Circular evaluation risk: ARI/NMI/JSD measure consistency with the NOLAN teacher. If the teacher is biased, the student inherits it. Pathological probes serve as external anchors but were limited to one dataset.
Manual \(K\) specification: The gap between student and teacher widens at K=20 compared to K=10, suggesting fine-grained niches are harder to distill. Adaptive determination of niche counts remains an open problem.
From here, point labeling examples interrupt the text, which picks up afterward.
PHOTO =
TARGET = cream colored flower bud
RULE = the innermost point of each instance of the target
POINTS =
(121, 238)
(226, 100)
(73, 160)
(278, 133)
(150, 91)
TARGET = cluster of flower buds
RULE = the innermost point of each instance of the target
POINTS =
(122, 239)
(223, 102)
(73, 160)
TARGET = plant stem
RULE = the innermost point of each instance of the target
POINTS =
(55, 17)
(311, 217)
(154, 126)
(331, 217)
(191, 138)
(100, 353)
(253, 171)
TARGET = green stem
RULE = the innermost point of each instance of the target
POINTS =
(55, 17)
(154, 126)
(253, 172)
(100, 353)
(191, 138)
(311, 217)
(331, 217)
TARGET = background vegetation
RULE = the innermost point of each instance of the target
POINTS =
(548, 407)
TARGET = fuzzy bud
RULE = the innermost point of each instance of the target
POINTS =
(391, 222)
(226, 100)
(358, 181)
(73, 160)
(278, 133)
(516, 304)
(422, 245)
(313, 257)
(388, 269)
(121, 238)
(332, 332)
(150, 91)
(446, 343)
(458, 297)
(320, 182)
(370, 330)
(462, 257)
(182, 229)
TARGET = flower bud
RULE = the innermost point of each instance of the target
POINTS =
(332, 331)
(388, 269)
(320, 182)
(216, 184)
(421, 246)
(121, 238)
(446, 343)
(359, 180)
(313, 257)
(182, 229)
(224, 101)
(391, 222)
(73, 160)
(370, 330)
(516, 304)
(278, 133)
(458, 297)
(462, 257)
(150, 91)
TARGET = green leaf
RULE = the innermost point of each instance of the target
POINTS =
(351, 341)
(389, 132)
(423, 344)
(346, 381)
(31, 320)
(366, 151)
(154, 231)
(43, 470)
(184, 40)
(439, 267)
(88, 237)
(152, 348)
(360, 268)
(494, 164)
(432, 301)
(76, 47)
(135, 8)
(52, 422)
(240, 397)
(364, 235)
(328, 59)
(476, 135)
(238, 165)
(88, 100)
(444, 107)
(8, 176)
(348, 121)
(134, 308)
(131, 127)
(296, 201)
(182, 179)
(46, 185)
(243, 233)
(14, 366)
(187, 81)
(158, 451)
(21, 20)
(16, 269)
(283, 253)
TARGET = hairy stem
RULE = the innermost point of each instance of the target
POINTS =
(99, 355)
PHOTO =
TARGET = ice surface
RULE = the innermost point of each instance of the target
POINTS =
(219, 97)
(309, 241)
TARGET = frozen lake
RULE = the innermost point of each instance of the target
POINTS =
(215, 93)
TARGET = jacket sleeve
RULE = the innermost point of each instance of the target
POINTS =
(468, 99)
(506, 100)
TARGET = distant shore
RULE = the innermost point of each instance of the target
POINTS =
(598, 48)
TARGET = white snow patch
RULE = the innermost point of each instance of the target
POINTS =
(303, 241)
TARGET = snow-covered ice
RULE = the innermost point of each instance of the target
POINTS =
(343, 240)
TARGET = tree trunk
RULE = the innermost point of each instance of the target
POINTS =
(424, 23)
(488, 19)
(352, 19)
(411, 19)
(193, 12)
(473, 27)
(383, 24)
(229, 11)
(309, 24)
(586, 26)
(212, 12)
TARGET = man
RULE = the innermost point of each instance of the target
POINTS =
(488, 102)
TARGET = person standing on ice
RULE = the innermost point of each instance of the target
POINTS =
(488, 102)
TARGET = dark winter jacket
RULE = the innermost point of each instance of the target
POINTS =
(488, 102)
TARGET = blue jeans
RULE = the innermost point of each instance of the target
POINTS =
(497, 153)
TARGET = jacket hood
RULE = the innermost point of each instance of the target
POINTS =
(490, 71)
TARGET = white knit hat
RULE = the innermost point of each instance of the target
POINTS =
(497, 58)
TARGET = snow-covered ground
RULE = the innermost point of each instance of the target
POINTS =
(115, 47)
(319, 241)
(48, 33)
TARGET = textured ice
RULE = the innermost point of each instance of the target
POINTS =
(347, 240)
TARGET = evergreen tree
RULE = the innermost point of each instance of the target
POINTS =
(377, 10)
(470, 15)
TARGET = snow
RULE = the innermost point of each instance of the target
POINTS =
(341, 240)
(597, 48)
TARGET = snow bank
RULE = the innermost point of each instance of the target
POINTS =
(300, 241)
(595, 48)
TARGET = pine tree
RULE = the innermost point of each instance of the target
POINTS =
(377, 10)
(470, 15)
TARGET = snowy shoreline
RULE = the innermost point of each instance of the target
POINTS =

vs. NOLAN (ST Teacher): NOLAN performs unsupervised niche discovery in gene space. This work "lowers" its capability to the cheaper H&E modality, focusing on deployment accessibility.
vs. Histology-NOLAN/Leiden: Applying unsupervised frameworks directly to H&E features yields lower granularity (ARI 0.283 vs 0.615), proving that molecular-side guidance is essential.
vs. CLIP-style alignment: While CLIP pursues global joint embeddings, this work focuses on "neighborhood-level niche structures" as an intermediate granularity that is more feasible and context-aware for pathology.

Rating¶

Novelty: ⭐⭐⭐⭐ Target selection (niche structure vs. gene/global) is insightful and novel.
Experimental Thoroughness: ⭐⭐⭐⭐ Strong across 16 datasets/12 tissues and multiple evaluation metrics, though cross-slide generalization is less covered.
Writing Quality: ⭐⭐⭐⭐ Logic from motivation to evaluation is clear.
Value: ⭐⭐⭐⭐ High potential for scaling molecular-grade niche mapping to ubiquitous H&E slides.